7 December 2013

The box I have my lemons stored in is tucked away under a shelf in the for’ard part of the boat. Yesterday afternoon I stuck my hand in to get one and found there were quite a few that had gone off. I pulled the box out into the cockpit and drew a bucket of water then rinsed the worst of the mould from the remaining good ones. I had to chuck out about half a dozen as they had gone to mush but the rest were salvageable and they’ll do for a bit yet.

While I was doing this a small squad of flying fish flew up as if from a starting gun and skirted over the wave tops. They have been very scarce on this trip. By this time in 2006 I’d had to pick them off the deck in the mornings regularly. I’ll get a breakfast or two from them yet. They are amazingly quick when they lift off and glide for surprisingly long distances. They will fly from wave to wave, sometimes it will end in a crash-landing and at other times with a flick of the tail they would be off again as if from a slingshot. I can imagine the older salts on the square-riggers telling the young lads shipping out in a British winter on their first trip that they would see fish that could fly and the sun would be so hot it would cook an egg cracked on to a metal plate on the deck. How far fetched it must have seemed. I’m still waiting to see my first mermaid though.

The wind fell away during the night and veered more into the east. At 0300 I had to gybe round to keep us heading on course. We were more or less dead downwind and with the Genoa poled out and us sailing goose winged we rolled constantly gunwhale up and gunwhale down all night.

There was a strange sky in the morning. The clouds stretching out on each side of the rising sun were small, individual and each one had been squashed down with the heel of a hand to flatten it out. It looked as though a massed fleet of flying saucers were flying in from the east.

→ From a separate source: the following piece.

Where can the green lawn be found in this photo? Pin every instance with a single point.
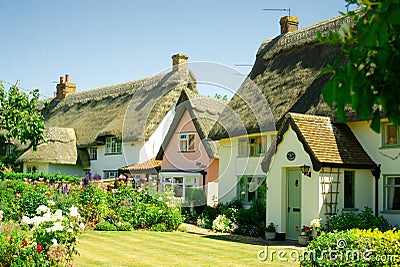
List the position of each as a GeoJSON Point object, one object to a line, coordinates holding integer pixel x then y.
{"type": "Point", "coordinates": [146, 248]}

The wind has held fine all morning, NE’ly F3-4 with a hot sun and blue skies. I baked a Chibata bread and it came out really good. I had a couple of big chunks for lunch then had to go for more with jam for dessert.
Our noon position puts us about 75nm from the west side of Santo Antao; the western edge of the Cape Verde’s. On average there is more chance of a steadier wind to the west of the group than from sailing through them so we are skirting the western edge before diving south to the equator. Visibility can be poor around the islands at times so whether we will actually see them or not is guesswork. We’ll know tomorrow.